One of the ways the bill could impact the experience of social media users is through an increase in harmful speech online.

“While large-scale content moderation is difficult to achieve, it blocks content that some users don’t want to see, such as personal abuse and harassment, hate speech, promotion of suicide and self-harm, and the glorification of Nazi ideology,” EFF said in a statement.

Now that the legislation is in effect, all view-based content moderation practices will have to be ignored or modified to fit within the parameters of the bill, the EFF statement explained.

But not all aspects of the bill are so simple or easy to understand.

“Right now, Texas law is in effect, but no one knows exactly what that means, and no one knows what to do about it,” said Jennifer Stisa Granick, Surveillance and Cybersecurity Advisor for the ACLU Speech Project. , Privacy and Technology. . “You watch pundits discuss the effect of the bill on Twitter, and the only real thing you can say is that it’s not clear what the platforms are supposed to do or what’s legal. or illegal. It’s quite chaotic.
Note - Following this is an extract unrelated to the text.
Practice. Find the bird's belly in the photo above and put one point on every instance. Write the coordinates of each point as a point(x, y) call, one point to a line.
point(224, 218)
For Texas residents, Granick said, the law provides that people could sue based on an argument that their post was taken down or treated in some way differently from other content.

The difficulty with this is that almost every piece of content on the internet is treated differently from the others. “When you search on Google, there’s the first search result and the second search result. Those were treated differently, and there are reasons for that,” Granick said.

She explained that when it comes to social media platforms, they make these decisions because it’s their first amendment right and what they think is appealing to their users to keep them on the platform and run ads. which bring in money.

“We’ll have to wait and see the Supreme Court’s response and the Fifth Circuit Court of Appeals decision,” Greene said. “If the Fifth Circuit sticks to the law, I think we’ll see other states pass similar laws fairly quickly.”

As for Texas’ response to the Supreme Court’s request to suspend the bill, State Attorney General Ken Paxton argued that the legislation does not infringe on the speech rights of tech platforms, but instead seeks to regulate the conduct of social media companies regarding their users.

“Even though the law raised First Amendment concerns, those concerns are adequately addressed because the bill defines social media companies as ‘common carriers’ similar to telephone companies and railroads” , Paxton said in a petition to the Supreme Court.

Only time will tell as Supreme Court Justice Samuel Alito considers motions regarding the law.